MAHKEMESİ :İş Mahkemesi
SAYISI : 2023/249 E., 2024/123 K.
KARAR : Davanın kısmen kabulü
Taraflar arasında İlk Derece Mahkemesinde görülen ve istinaf incelemesinden geçen alacak davasında verilen karar hakkında yapılan temyiz incelemesi sonucunda, Dairece Ankara Bölge Adliye Mahkemesi 34. Hukuk Dairesi kararının kaldırılmasına ve İlk Derece Mahkemesi kararının bozulmasına karar verilmiştir.
İlk Derece Mahkemesince bozmaya uyularak yeniden yapılan yargılama sonucunda; davanın kısmen kabulüne karar verilmiştir.
İlk Derece Mahkemesi kararı taraf vekillerince temyiz edilmekle; kesinlik, süre, temyiz şartı ve diğer usul eksiklikleri yönünden yapılan ön inceleme sonucunda, temyiz dilekçelerinin kabulüne karar verildikten ve Tetkik Hâkimi tarafından hazırlanan rapor dinlendikten sonra dosyadaki belgeler incelenip gereği düşünüldü:
I. DAVA
Davacı vekili dava dilekçesinde; müvekkilinin davalı ... Demir Çelik San.

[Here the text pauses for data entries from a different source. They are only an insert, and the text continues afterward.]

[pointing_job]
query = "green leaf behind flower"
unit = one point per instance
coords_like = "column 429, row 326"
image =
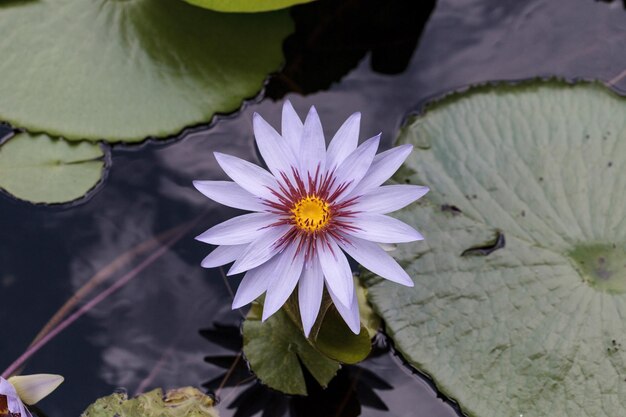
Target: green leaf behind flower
column 182, row 402
column 126, row 70
column 40, row 169
column 274, row 349
column 246, row 6
column 534, row 327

Tic. AŞ'den (... AŞ) iş alan alt işveren ve diğer davalı ... Demir Çelik Ten. Nak. İnş. Taah. Gıd. San. Tic. Ltd. Şti.nde (... Çelik Şirketi) çalıştığını davalılar arasındaki asıl işveren alt işveren ilişkisinin muvazaalı olduğunu; işçilerle ilgili tüm iş ve işlemlerin, çalışmaların düzenlenmesinin, işin takibi ve yönlendirilmesinin, işçilerle ilgili özlük işlemlerinin davalı ... AŞ tarafından yapıldığını, işin muhatabının ... AŞ'nin yetkili ve müdürleri olduğunu, davalı ... Demir Çelik Şirketi işçilerinin diğer davalı Şirketin işçileri ile birlikte işin tamamını yaptıklarını ve her alanda çalıştıklarını, işçi işe alım ve işten çıkarma işlemlerinde ... Demir Çelik Şirketinin etkisinin olmadığını, bu işleri ... AŞ'nin yaptığını, muvazaalı işlemin doğası hem de işten çıkarılma korkusu nedeniyle davacının sendikaya üye olamadığını ileri sürerek davalılar arasındaki alt işveren asıl işveren ilişkisinin muvazaalı olduğunun tespiti ile davacının baştan itibaren davalı ... AŞ işçisi olduğunun belirlenmesine, davacının 1 yıllık ücretinden az olmamak koşuluyla sendikal tazminata, bu talep uygun görülmediği takdirde 4 aya kadar ücreti tutarında ayrımcılık tazminatına hükmedilmesine, muvazaalı iş ilişkisi nedeniyle davacıya eksik ödenen 5 senelik ücret, fazla çalışma, hafta tatili ve yıllık izin ücreti alacağı farklarının davalılardan tahsiline karar verilmesini talep etmiştir.
II. CEVAP
1. Davalı ... AŞ vekili cevap dilekçesinde; diğer davalı Şirketin çalışanları ile kendi Şirket çalışanlarının aynı işi bir arada yapmadıklarını, Şirket personelin sadece diğer davalı Şirket işçilerince yerine getirilen işin uygunluğunu denetlediğini, işletmenin ve işin gereği teknolojik nedenlerle uzmanlık gerektiren bir iş nedeniyle işin bir bölümünde kurulmuş asıl işveren alt işveren ilişkisinin mevcut olmadığını, davacının çalıştığını iddia ettiği teknik bakım işinin asıl işi demir çelik üretimi olan davalı Şirket açısından yardımcı iş olduğunu, diğer davalı Şirket ile bir çok konuda sözleşmeye dayanılarak hizmet alındığını, kanuna uygun olarak birden fazla ticari ilişki kurulmasının muvazaaya delil olamayacağını, davacının sendikal tazminat talep edemeyeceğini, iddiaların asılsız olduğunu, toplu iş sözleşmesinin tarafı olan sendikaya üye olmayan davacının toplu iş sözleşmesi hükümlerinden yararlanmasının mümkün olmadığını, davalı işyerinde sendikaya üye olmayıp da davacı ile aynı ya da benzer işte çalışan, eğitim derecesi aynı, kıdemi eşit olan işçi bulunmadığını, davacıyla eşitlik anlamında kıyaslanabilecek tüm işçilerin sendikalı olduklarını savunarak davanın reddini istemiştir.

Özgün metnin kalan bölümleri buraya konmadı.